Can someone help me to evaluate

$$\sum_{n=0}^\infty\frac{n^2}{n!}?$$

It can be written as $$\sum_{n=1}^\infty\frac{n}{(n-1)!},$$ but I am unable to analyze this.

Answer 1

You got a very good start. Now rewrite the numerator $n$ as $(n-1)+1$. Our sum is equal to $$\sum_1^\infty \frac{n-1}{(n-1)!}+\sum_1^\infty \frac{1}{(n-1)!}.$$ By the method you already used, the first sum is $\sum_2^\infty \frac{1}{(n-2)!}$. This sum is $e$. More simply, the second sum is $e$.

Answer 2

Factorials in denominator are always appealing. So start writing $$S=\sum_{n=0}^\infty\frac{ n^2}{n!}x^n=\sum_{n=0}^\infty\frac{ n(n-1)+n}{n!}x^n=x^2\sum_{n=0}^\infty\frac{ n(n-1)}{n!}x^{n-2}+x\sum_{n=0}^\infty\frac{ n}{n!}x^{n-1}$$ Recognize that the first sum is the second derivative of $\sum_{n=0}^\infty\frac{ x^n}{n!}=e^x$ and that the second sum is the first derivative of the same quantity. So $$S=x^2 e^x+x e^x=x(x+1)e^x$$ Now, replace $x$ by $1$ and you are done.

Answer 3

Hint We can (after reindexing and checking convergence) write the sum as the value of the series $$\sum_{k = 0}^{\infty} \frac{n + 1}{n!} x^n$$ at $x = 1$.

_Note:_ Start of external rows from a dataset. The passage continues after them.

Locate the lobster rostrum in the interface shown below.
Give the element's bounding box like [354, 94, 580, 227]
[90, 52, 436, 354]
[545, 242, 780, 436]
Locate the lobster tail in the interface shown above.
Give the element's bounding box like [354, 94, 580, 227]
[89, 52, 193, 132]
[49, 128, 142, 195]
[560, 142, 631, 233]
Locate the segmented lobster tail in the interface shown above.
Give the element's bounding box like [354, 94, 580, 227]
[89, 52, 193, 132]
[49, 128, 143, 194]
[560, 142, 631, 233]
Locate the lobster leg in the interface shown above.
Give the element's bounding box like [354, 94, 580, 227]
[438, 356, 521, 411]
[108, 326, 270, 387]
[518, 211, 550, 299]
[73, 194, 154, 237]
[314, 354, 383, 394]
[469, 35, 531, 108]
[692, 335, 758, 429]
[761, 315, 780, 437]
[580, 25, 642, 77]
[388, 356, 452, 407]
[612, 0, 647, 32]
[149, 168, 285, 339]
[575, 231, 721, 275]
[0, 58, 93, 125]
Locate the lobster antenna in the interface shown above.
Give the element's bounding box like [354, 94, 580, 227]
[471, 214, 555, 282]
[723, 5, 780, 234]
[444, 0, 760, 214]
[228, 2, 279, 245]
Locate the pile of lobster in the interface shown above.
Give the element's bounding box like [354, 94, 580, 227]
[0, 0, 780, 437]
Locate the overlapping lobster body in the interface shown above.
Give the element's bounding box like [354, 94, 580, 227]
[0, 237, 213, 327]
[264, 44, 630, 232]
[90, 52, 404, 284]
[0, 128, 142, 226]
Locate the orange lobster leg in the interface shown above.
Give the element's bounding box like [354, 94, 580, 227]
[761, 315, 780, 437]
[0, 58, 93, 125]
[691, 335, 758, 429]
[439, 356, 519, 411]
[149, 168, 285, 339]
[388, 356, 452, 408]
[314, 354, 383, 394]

Additional hint The appearance of $(n + 1) x^n$ in the summand suggests that we rewrite this as $$\frac{d}{dx} \sum_{k = 0}^{\infty} \frac{1}{n!} x^{n + 1} = \frac{d}{dx}\left(x \sum_{k = 0}^{\infty} \frac{1}{n!} x^n\right).$$

Answer 4

$$ \sum_{n=0}^\infty\frac{n^2}{n!} = \sum_{n=1}^\infty\frac{n}{(n-1)!}=\sum_{n=0}^\infty\frac{n+1}{n!}=\frac{d}{dx}xe^x|_{x=1}=2e $$